La firma de Humberto Parra forma parte de esa inconfundible parafernalia que rodea las corridas de toros. Su obra está presente desde hace muchos años en las exposiciones de los hoteles taurinos y ha servido de soporte de la cartelería o el billetaje del propio espectáculo con esos trazos inconfundibles de gouache que retratan el riquísimo universo taurino con acento impresionista. El toro y el arte fueron, en realidad, dos caminos paralelos. Pero el pincel acabaría ganando al estaquillador de la muleta cuando, en momentos de ser o no ser, hubo que escoger un camino concreto. Atrás quedaban años de sueños; y no pocas aventuras vitales…

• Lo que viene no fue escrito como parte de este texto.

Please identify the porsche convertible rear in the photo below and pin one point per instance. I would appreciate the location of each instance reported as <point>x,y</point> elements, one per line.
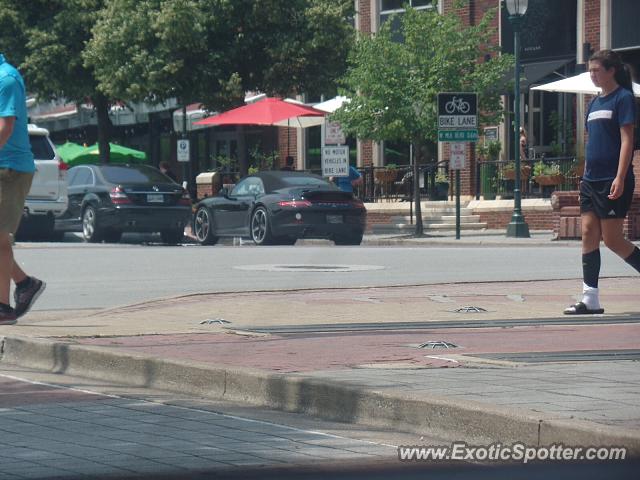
<point>321,214</point>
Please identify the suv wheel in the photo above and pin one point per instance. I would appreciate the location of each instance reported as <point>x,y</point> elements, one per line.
<point>91,231</point>
<point>172,237</point>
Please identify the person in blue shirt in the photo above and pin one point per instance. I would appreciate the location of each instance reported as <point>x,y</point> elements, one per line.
<point>606,189</point>
<point>347,183</point>
<point>16,173</point>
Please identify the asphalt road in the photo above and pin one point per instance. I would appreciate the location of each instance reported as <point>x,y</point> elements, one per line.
<point>88,276</point>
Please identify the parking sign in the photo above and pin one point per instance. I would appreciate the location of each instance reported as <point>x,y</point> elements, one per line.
<point>183,150</point>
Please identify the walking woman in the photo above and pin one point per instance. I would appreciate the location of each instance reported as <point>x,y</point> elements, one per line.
<point>606,190</point>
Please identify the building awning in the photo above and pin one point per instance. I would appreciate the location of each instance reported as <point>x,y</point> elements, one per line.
<point>534,73</point>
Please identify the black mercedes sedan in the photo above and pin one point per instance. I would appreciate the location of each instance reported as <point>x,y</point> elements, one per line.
<point>107,200</point>
<point>279,207</point>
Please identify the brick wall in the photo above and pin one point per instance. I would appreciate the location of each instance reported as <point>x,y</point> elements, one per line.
<point>537,220</point>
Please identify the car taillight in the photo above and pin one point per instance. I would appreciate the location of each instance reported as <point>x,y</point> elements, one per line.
<point>357,203</point>
<point>62,170</point>
<point>118,197</point>
<point>185,199</point>
<point>295,203</point>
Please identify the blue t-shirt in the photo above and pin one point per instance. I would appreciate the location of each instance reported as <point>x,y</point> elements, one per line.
<point>605,116</point>
<point>344,183</point>
<point>16,153</point>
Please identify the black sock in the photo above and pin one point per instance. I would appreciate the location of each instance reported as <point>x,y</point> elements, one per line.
<point>591,268</point>
<point>634,259</point>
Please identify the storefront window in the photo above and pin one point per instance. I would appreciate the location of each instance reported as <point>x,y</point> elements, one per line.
<point>391,7</point>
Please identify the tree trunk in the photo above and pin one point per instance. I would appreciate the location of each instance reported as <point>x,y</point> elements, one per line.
<point>416,189</point>
<point>101,105</point>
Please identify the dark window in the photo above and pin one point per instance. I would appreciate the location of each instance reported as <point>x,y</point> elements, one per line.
<point>41,147</point>
<point>83,176</point>
<point>548,30</point>
<point>303,181</point>
<point>624,18</point>
<point>133,174</point>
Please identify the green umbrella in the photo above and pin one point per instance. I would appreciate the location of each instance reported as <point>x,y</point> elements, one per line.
<point>118,154</point>
<point>69,151</point>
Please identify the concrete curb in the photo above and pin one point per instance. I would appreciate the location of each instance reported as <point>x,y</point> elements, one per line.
<point>440,417</point>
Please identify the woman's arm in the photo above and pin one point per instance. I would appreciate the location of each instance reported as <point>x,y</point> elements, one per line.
<point>626,154</point>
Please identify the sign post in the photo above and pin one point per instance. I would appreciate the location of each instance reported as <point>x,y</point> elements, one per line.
<point>183,150</point>
<point>335,161</point>
<point>457,124</point>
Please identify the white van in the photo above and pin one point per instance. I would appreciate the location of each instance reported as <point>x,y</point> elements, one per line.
<point>47,198</point>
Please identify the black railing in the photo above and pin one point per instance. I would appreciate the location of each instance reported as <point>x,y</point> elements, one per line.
<point>538,177</point>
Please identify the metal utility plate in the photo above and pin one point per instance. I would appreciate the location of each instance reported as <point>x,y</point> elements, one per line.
<point>575,356</point>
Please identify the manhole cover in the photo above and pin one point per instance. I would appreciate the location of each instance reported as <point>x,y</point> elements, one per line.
<point>470,309</point>
<point>308,268</point>
<point>437,344</point>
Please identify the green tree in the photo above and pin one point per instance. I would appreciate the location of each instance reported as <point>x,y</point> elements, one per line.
<point>46,39</point>
<point>393,85</point>
<point>213,51</point>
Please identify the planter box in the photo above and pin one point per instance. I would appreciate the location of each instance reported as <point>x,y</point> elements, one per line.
<point>546,180</point>
<point>510,174</point>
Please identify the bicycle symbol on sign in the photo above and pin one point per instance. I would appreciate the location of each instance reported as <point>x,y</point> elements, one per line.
<point>457,104</point>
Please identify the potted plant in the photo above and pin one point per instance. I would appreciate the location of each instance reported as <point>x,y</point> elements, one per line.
<point>545,175</point>
<point>509,171</point>
<point>442,186</point>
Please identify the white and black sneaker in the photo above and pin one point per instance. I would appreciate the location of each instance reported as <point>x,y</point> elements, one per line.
<point>7,315</point>
<point>26,296</point>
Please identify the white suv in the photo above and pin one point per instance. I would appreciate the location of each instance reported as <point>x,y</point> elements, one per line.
<point>47,198</point>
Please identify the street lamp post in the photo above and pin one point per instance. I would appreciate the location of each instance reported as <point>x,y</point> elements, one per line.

Todo había empezado en su Lima natal, hace ya medio siglo, cuando el futuro pintor soñaba con convertirse en matador. “Siempre había soñado con ser torero, es algo que se despertó en mí sin tener antecedentes taurinos en la familia cuando Puga se hizo con el Escapulario de Oro del Señor de los Milagros… aquello tuvo una repercusión tremenda pero era un mundo desconocido para mí, me inquietaba cuando, de camino al colegio, pasaba por delante de la plaza de Acho”. Fue el comienzo de una vocación que le llevó a frecuentar el coso limeño haciéndose muchas preguntas, familiarizándose con los trastos detorear.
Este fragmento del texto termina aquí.